I have a two argument function that takes as its first input a triple of pairs of numbers in the form "(a, b)(c, d)(e, f)" (as a character string) and as second argument a pair of numbers (also written as a character string of the form "(a, b)") and outputs a logical that states if the pair (the second argument) is one of the three pairs in the triple (the first argument).
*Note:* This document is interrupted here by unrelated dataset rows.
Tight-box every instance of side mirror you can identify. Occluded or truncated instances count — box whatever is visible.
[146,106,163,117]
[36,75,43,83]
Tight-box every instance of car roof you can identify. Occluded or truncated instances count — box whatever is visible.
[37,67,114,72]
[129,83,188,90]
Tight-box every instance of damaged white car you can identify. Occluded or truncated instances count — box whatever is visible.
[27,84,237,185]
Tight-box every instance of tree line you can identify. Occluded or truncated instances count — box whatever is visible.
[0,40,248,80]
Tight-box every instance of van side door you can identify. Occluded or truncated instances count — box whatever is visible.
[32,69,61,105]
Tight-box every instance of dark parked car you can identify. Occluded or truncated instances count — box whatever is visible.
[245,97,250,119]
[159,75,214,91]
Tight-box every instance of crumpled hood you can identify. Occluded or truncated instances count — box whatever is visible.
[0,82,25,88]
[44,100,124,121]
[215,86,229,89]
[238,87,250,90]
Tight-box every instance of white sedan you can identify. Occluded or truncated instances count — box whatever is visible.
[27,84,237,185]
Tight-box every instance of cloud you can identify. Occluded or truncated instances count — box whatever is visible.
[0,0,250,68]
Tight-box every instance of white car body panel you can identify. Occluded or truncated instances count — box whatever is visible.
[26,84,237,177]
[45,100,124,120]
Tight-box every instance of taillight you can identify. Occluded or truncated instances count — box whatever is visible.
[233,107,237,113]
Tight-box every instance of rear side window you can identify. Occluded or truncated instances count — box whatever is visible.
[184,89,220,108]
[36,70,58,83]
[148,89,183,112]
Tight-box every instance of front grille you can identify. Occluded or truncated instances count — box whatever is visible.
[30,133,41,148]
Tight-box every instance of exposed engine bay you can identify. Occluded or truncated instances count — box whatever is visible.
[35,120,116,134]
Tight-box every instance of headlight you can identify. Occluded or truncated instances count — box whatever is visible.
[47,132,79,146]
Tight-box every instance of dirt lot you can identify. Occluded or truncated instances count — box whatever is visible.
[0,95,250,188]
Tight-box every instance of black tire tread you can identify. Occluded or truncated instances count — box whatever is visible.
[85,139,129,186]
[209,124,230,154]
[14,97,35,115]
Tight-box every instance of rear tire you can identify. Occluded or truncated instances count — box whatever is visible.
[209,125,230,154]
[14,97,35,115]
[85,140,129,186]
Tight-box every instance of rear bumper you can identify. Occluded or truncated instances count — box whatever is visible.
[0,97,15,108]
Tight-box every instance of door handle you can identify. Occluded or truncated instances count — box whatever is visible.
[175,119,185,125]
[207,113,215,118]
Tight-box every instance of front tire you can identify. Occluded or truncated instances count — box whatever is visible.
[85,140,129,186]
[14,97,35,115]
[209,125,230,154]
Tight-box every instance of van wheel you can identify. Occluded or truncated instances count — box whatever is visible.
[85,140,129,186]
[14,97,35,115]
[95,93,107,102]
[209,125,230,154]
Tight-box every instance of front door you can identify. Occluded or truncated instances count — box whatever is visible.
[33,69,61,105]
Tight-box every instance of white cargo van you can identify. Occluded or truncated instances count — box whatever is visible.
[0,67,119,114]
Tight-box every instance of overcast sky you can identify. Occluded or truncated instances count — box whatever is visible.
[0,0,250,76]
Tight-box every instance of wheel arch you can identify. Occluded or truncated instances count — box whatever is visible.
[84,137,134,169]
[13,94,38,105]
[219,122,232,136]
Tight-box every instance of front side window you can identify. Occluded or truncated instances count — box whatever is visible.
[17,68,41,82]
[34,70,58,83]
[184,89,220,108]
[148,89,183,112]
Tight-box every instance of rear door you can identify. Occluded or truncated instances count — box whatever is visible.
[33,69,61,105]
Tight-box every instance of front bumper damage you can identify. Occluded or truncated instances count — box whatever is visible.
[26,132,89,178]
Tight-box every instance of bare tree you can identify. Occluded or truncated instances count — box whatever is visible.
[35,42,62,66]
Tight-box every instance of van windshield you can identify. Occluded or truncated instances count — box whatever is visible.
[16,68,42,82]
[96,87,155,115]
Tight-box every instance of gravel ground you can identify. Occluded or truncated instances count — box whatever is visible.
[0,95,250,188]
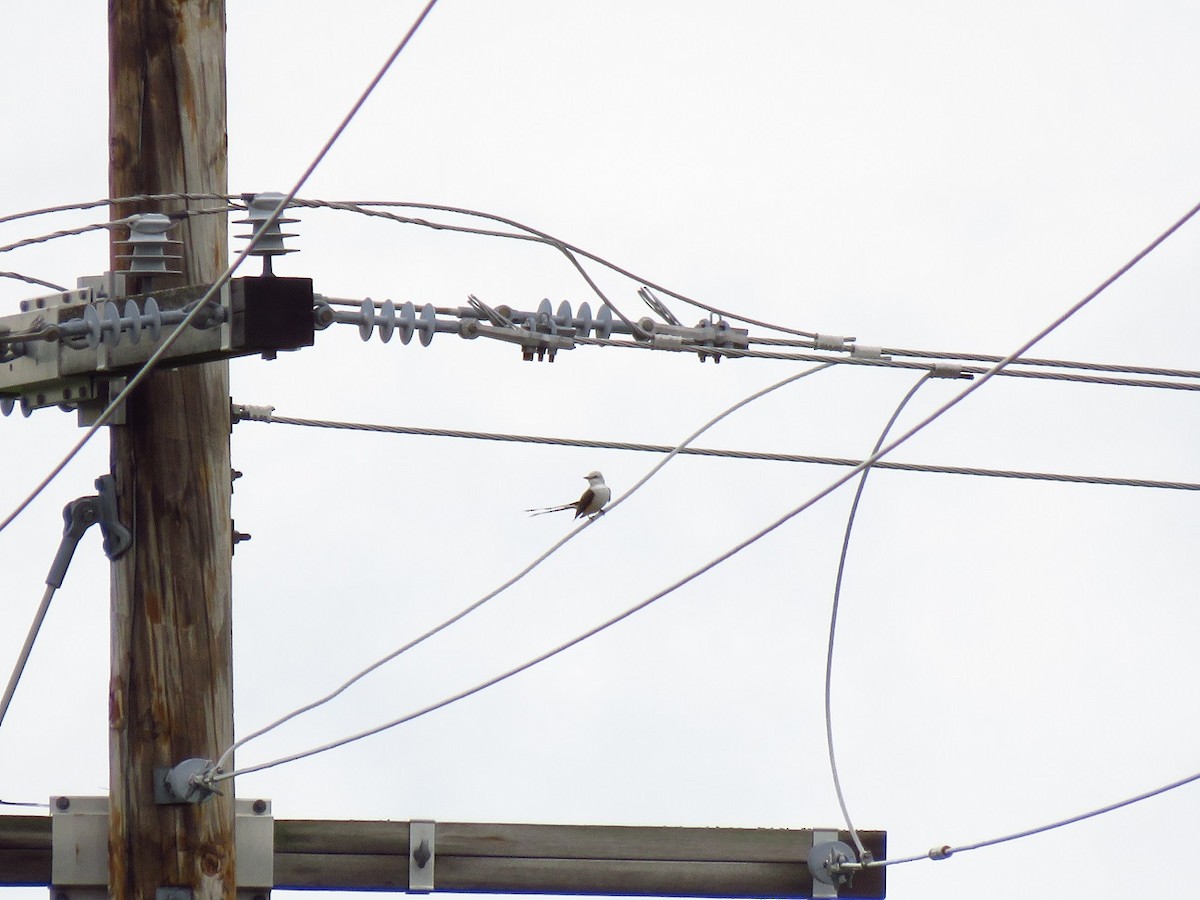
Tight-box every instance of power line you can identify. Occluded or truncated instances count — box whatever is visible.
[0,0,438,540]
[288,200,817,340]
[859,772,1200,871]
[233,403,1200,491]
[0,272,67,293]
[575,336,1200,391]
[205,195,1200,782]
[0,583,59,725]
[215,364,829,778]
[746,335,1200,378]
[0,193,238,224]
[824,374,929,859]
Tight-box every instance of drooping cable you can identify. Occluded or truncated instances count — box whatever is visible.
[211,196,1200,782]
[0,584,58,725]
[824,374,930,859]
[216,364,829,778]
[844,772,1200,871]
[0,0,438,532]
[289,200,816,338]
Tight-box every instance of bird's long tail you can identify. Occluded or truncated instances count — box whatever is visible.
[526,503,575,516]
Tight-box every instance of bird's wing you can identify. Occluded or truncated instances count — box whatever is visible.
[571,487,596,518]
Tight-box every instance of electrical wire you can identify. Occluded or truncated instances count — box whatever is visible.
[0,193,238,224]
[575,336,1200,391]
[844,772,1200,871]
[289,200,817,340]
[748,336,1200,378]
[824,374,930,859]
[200,195,1200,784]
[0,0,438,532]
[0,202,241,262]
[233,403,1200,491]
[0,272,67,293]
[215,364,829,778]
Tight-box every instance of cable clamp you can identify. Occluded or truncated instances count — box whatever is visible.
[154,757,221,806]
[850,343,892,361]
[46,475,133,588]
[812,335,856,350]
[929,362,974,380]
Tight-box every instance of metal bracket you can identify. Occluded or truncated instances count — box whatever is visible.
[408,820,437,894]
[46,475,133,588]
[50,797,275,900]
[154,757,220,806]
[50,797,108,900]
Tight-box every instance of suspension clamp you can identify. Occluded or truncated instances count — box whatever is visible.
[46,475,133,588]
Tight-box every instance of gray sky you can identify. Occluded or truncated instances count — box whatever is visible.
[0,0,1200,900]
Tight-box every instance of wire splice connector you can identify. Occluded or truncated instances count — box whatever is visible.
[116,212,184,275]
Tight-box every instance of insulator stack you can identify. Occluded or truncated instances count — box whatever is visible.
[238,192,300,275]
[116,212,184,275]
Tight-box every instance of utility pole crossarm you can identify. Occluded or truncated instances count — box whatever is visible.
[0,816,887,899]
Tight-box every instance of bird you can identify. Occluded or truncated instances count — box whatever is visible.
[526,472,612,518]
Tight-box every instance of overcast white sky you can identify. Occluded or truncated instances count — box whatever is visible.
[0,0,1200,900]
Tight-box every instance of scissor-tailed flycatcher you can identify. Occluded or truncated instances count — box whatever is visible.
[526,472,612,518]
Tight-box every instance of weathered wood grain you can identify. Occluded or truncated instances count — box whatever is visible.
[109,0,235,900]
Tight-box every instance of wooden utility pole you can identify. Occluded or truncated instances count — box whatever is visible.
[108,0,236,900]
[0,816,887,900]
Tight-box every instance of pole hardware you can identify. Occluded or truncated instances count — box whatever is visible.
[116,212,184,275]
[808,830,858,898]
[154,757,220,806]
[50,797,275,900]
[236,191,300,276]
[408,820,437,894]
[0,272,316,424]
[46,475,133,588]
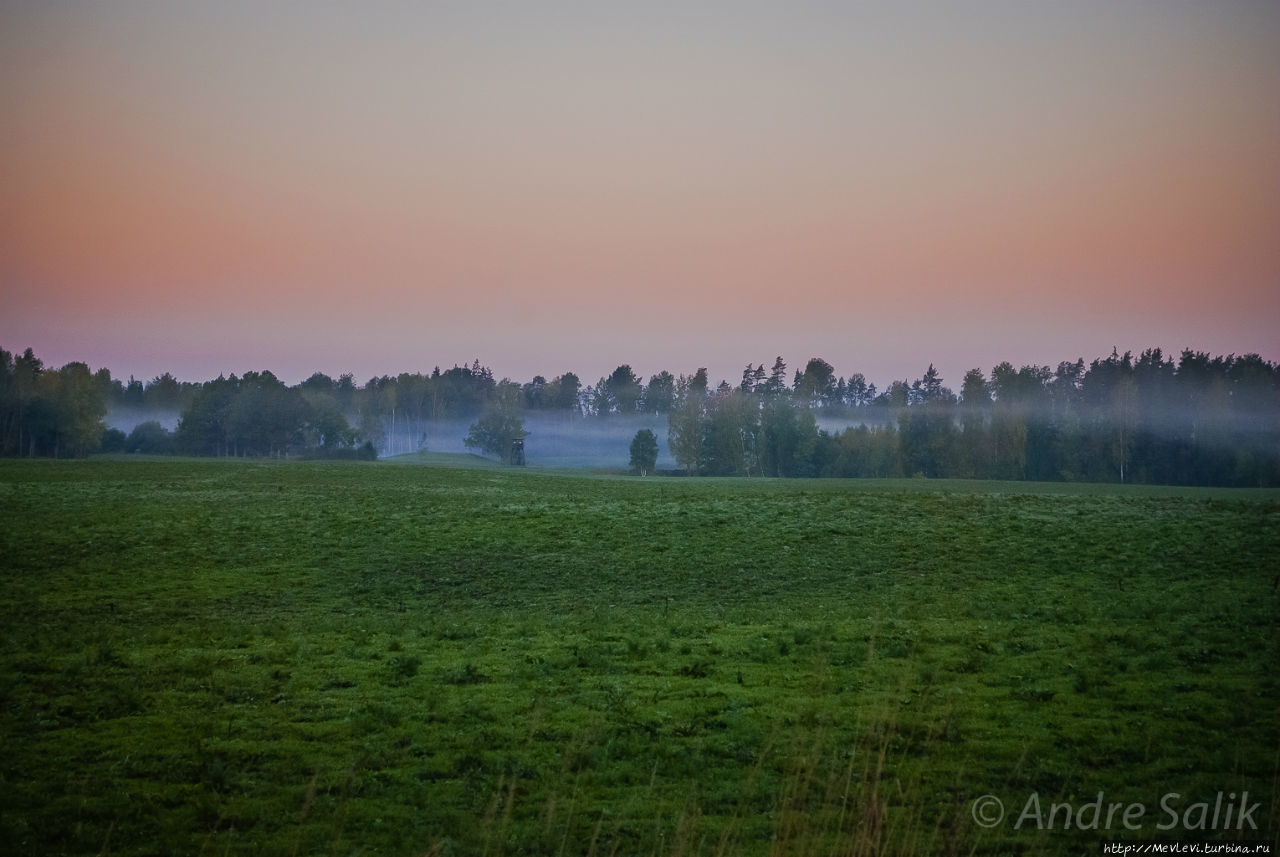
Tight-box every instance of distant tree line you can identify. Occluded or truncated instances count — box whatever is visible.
[668,348,1280,486]
[0,348,1280,486]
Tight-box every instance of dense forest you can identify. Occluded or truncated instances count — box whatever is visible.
[0,348,1280,486]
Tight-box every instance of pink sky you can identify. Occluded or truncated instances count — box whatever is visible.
[0,0,1280,388]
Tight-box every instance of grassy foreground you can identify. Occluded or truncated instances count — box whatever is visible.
[0,459,1280,854]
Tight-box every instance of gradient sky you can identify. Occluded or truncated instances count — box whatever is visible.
[0,0,1280,389]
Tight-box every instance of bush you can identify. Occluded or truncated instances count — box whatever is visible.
[124,420,173,455]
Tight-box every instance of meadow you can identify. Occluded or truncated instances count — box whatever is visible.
[0,454,1280,856]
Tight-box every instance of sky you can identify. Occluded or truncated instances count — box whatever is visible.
[0,0,1280,389]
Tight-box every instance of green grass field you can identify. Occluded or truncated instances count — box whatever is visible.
[0,457,1280,856]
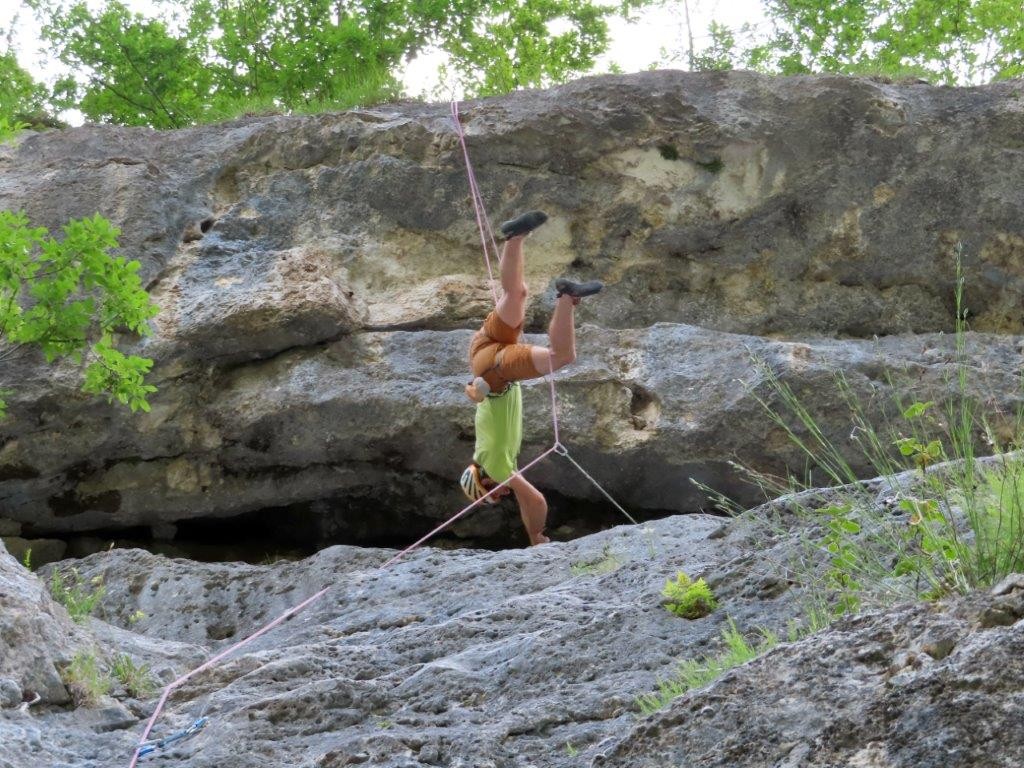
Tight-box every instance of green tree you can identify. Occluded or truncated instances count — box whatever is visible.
[746,0,1024,85]
[692,22,737,72]
[0,211,157,416]
[26,0,659,128]
[0,49,48,123]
I actually wrote two versions:
version1 <- function(x, y){#x is a triple of pairs, y is a pair
pairsfromthistriple <- paste(c("", "(", "("), strsplit(x, split = ")(", fixed = T)[[1]], c(")", ")", ""), sep = "")
y %in% pairsfromthistriple
}
version2 <- function(x, y){#x is triple of pairs, y is pair
y == substr(x, 1, 6) | y == substr(x, 7, 12) | y == substr(x, 13, 18)
}
I want to set this function loose for every triple-of-pairs from a vector of triples an every pair from some vector of pairs using outer
. For here I'll us the following very short vectors:
triples <- c("(1, 2)(3, 4)(5, 6)", "(1, 2)(3, 5)(4, 6)")
names(triples) <- triples
pairs <- c("(5, 6)", "(3, 5)")
names(pairs) <- pairs
So here we go:
test1 <- outer(X = triples, Y = pairs, FUN = version1)
test2 <- outer(X = triples, Y = pairs, FUN = version2)
test2
evaluates to exactly what you expect, but test1
gives a non-sensical output:
> test1
(5, 6) (3, 5)
(1, 2)(3, 4)(5, 6) TRUE FALSE
(1, 2)(3, 5)(4, 6) TRUE FALSE
> test2
(5, 6) (3, 5)
(1, 2)(3, 4)(5, 6) TRUE FALSE
(1, 2)(3, 5)(4, 6) FALSE TRUE
The natural conclusion is that there is an error in version1
, but it is not as simple as that. 'Manually' computing the terms in the matrix using version1
gives:
> version1(triples[1], pairs[1])
[1] TRUE
> version1(triples[1], pairs[2])
[1] FALSE
> version1(triples[2], pairs[1])
[1] FALSE
> version1(triples[2], pairs[2])
[1] TRUE
exactly as it should! So at least part of the fault is with the function outer
. In fact what happens (in this small example it is not so clear, but this is very visible in larger examples) is that outer
correctly computes the first row of its output matrix, but then copies this first row over and over to make up the subsequent rows. Obviously this is not what I want. If I only wanted to compute version1(x, y) for all y in some vector but just one single x, I would have used sapply
rather than outer
.
What is going on here?
CodePudding user response:
Note this detail from the documentation for ?outer
:
X
andY
must be suitable arguments forFUN
. Each will be extended by rep to length the products of the lengths ofX
andY
beforeFUN
is called.
FUN
is called with these two extended vectors as arguments (plus any arguments in...
). It must be a vectorized function (or the name of one) expecting at least two arguments and returning a value with the same length as the first (and the second).
Your version1
function is not vectorized properly like version2
is. You can see this by simply testing it on the original triples
and pairs
vectors, which should both match.
version1(triples, pairs)
#> [1] TRUE FALSE
version2(triples, pairs)
#> (5, 6) (3, 5)
#> TRUE TRUE
Your version1
function seems designed for use with apply()
, because you retrieve a list from strsplit()
but then just take the first element. If you want to maintain the approach of splitting the vector, then you would have to use the apply family of functions. Without using them, you are going to expand the triples
or x
vector into something much longer than y
and you can't do element wise comparison.
However, I would just use something very simple. stringr::str_detect
is already vectorized for string
and pattern
, so you can just use that directly.
library(stringr)
outer(X = triples, Y = pairs, FUN = str_detect)
#> (5, 6) (3, 5)
#> (1, 2)(3, 4)(5, 6) TRUE FALSE
#> (1, 2)(3, 5)(4, 6) FALSE TRUE